For those of you that are regular readers of this blog you will know that outages of the site are very, very rare with the past year showing almost 99.9% up time. Well if you were around here this AM you will know that the record for up time was killed, with the sites being down almost 10 hours today. In this post I'll talk a little about my experience with this as I know a number of other people across the world have experienced similar issues this morning based on my conversations with a few of them.
First of all I want to start out by giving a bit of information on exactly how the problem started to manifest itself as my server was actually impacted by two separate issues, both of which appear to be tracked back to the Windows Updates.
I followed a link this morning after seeing a Pingdom alert that my site had been down, keyword "had", so I didn't think much of it. When I pulled up the site I got the well known "DotNetNuke Under Construction" page. That is when a bit of panic started to set in. Yes, I have good backups of everything, I test them once a month, but what was going on. I start pulling other sites on the box, all of them are having the same issue, even my non-DotNetNuke sites.
Problem 1 - SQL Server
As I start to dig into this, I know that the most common issue that will cause the Under Construction page is if the database server isn't available. So after remoting into the server I launch Sql Server Management Studio and try to connect. Failure! My nothing was responding, I couldn't connect or anything. I open the "Services" window and SQL Server isn't started, it is set to Automatic but it is not running. I start the service and then SSMS started to work just fine.
Hopeful that this was my only issue I tried the sites again, still no luck, even with applications that I hadn't tried yet this AM.
Problem 2 - IIS
For whatever reason the my websites had given up trying to communicate to the database. I decided to try an iisreset to get things going. Amazingly after doing this and with SQL Server running the sites are finally back up, but there were a few lessons learned about from this that I thought would be worth sharing.
Overall from a website perspective up time and performance are always key items of consideration. If you site isn't available or isn't performing well you will loose traffic and typically you will loose it quickly. As part of today's activities I've implemented a few additional changes to my processes that I will share here. I had monitoring in place, but that monitoring failed and told me my sites were back up.
Lesson 1 - Use Smart Up Time Monitoring
As I mentioned before, I had monitoring in place that actually pinged the sites on the server to monitor the uptime. However, they were what are known as a "simple" check. They request a URL and if the response is HTTP 200 "OK" then the site is shown as up. This caught the reboot of the server last night, however, when the site was showing the DotNetNuke Install Configuration page it thought the site was up as it also returned an HTTP 200.
As a preventative measure to ensure that I know about an outage where the desired content isn't being shown. I switched to using a check that also looks for a specific string, in my case the page title of that page. This will ensure that even if my site is responding, if it isn't showing my homepage I'm going to get an outage notification.

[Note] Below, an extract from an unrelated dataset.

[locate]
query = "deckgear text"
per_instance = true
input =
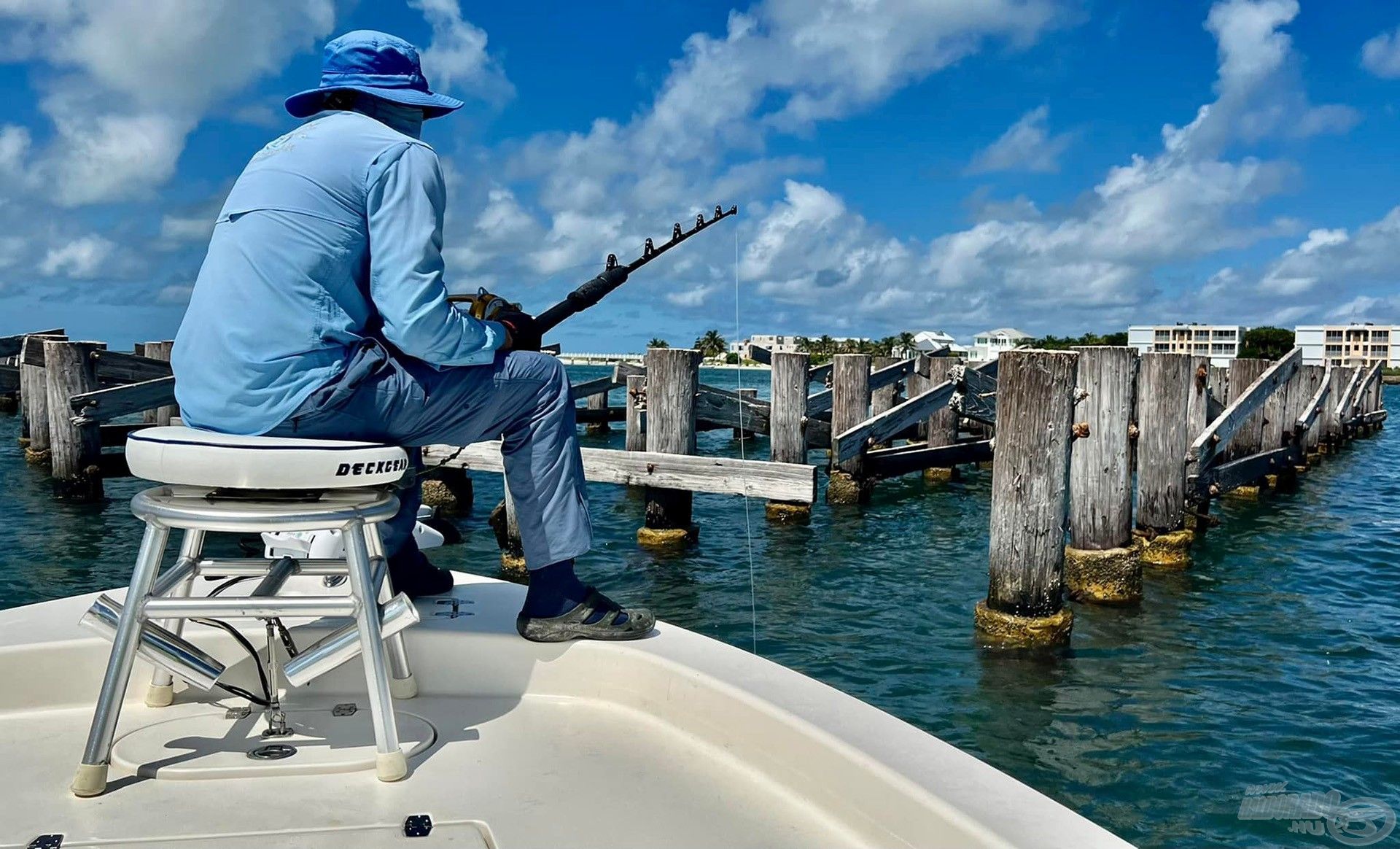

Lesson 2 - Monitor SQL Server
I don't have a valid solution for this one yet, as I believe my hosting provider should have a solution, but have not yet gotten something figured out. However SQL Server is a critical piece to this puzzle, if it is down I want to know about it as well. Yes, I'll know that it is down because all of the sites will be down, but being able to quickly notice "SQL's Down" I can get that problem fixed right away and hopefully restore service sooner that if I have to diagnose things step-by-step.
I hope that this information has been helpful. For the rest of you that were impacted by this today I hope you were able to get everything back up and running quickly. I know we have adjusted our auditing practices on servers and will prevent this type of issue in the future. The only other note that I have on this is that I manage 3 servers all with the same configuration, this issue only impacted 1 of the 3, so I'm not sure of the exact reasoning behind it all, but wanted to share what I know!